I chose to incorporate MagnaFlow’s PRO DPF Series (P/N: 17912) exhaust (DPF-back system) because the MagnaFlow kits are known to be quality pieces made from stainless steel that will likely last longer than the truck. MagnaFlow always delivers a great exhaust tone, and like the OE pipe, terminates in a single passenger-side rear exit. Unlike the OE pipe, however, the 5-inch Magnaflow pipe offers great looks with a 6-inch polished tip. While the tailpipe might not deliver noticeable gains in power while the truck is stock, future upgrades will benefit greatly. The installation of the pipe did take a little longer than the CAI, but that is to be expected.

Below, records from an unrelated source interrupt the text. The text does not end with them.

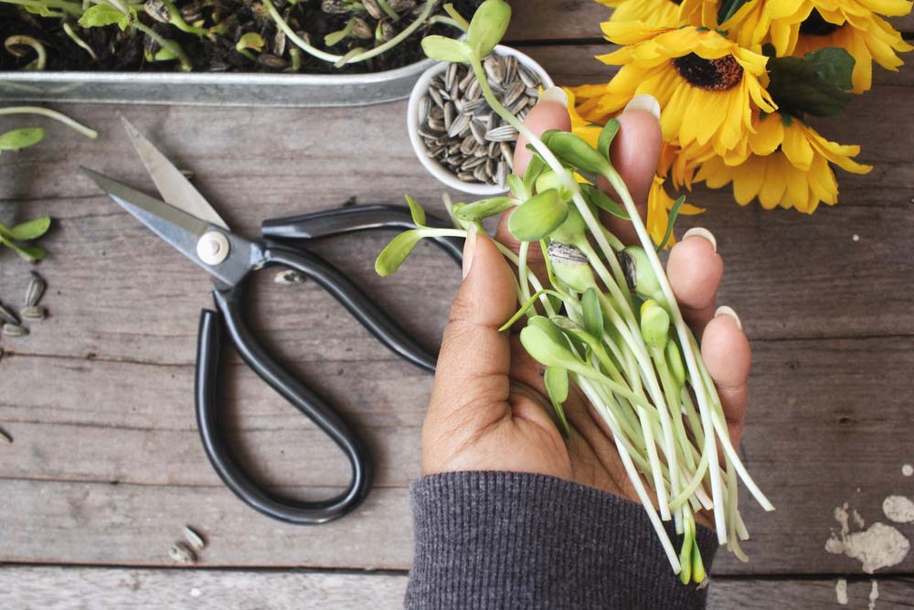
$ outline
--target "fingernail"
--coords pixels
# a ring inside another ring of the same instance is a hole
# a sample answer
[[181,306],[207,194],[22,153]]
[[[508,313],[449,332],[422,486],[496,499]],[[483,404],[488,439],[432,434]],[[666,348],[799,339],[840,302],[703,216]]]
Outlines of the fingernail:
[[636,95],[632,98],[632,101],[625,104],[624,110],[622,110],[622,114],[629,112],[630,110],[643,110],[660,121],[660,102],[657,102],[657,98],[654,97],[650,93],[642,93],[641,95]]
[[463,242],[463,279],[466,279],[473,266],[473,252],[476,250],[476,225],[470,225],[466,241]]
[[565,93],[565,90],[561,87],[549,87],[545,91],[539,94],[539,100],[537,102],[537,105],[546,102],[552,102],[554,103],[560,103],[566,108],[569,107],[569,96]]
[[714,247],[714,251],[717,251],[717,240],[714,237],[714,233],[707,230],[704,227],[692,227],[683,235],[683,240],[686,240],[690,237],[701,237],[711,242]]
[[737,328],[742,330],[742,321],[739,319],[739,316],[737,316],[737,313],[733,311],[732,307],[728,307],[727,305],[720,305],[717,307],[717,311],[714,312],[714,317],[719,317],[721,316],[729,316],[732,317],[737,323]]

“The OE DPF systems are designed to work in the very tight constraints of EPA restrictions and as such, do well to mitigate changes in the environment it operates in,” says Richard Waitas of MagnaFlow. “Our DPF back systems each offer faster-flowing mandrel bent tubing and in cases where noise mitigation is not problematic, we use our straight-through design mufflers, delete rearmost resonators and increase the diameter of piping to allow for a less restrictive and efficient path for exhaust expulsion. We can observe small increases in power on stock vehicles, but the increased capacity is where they will shine. CARB E.O. calibrations that increase boost will benefit more when given a higher efficiency exit pipe.”
The Results Are In
With the Magnum FORCE cold air intake and the DPF-back exhaust mounted, it was time to make three more pulls on the truck. Again, while using the same roads and driving style on the same day, the numbers came in as follows: 0-60 mph was 8.71 seconds. It did improve times. As I stated earlier, the exhaust helped immediately but will show even more benefit when other performance upgrades are installed in the near future.
These are just two simple bolt-ons that were installed in an afternoon. The tests were done without any canned or custom tunes installed on the truck. The gains are what my stock truck actually saw, and any time you can improve performance and remain emissions-legal, that’s a win in my book.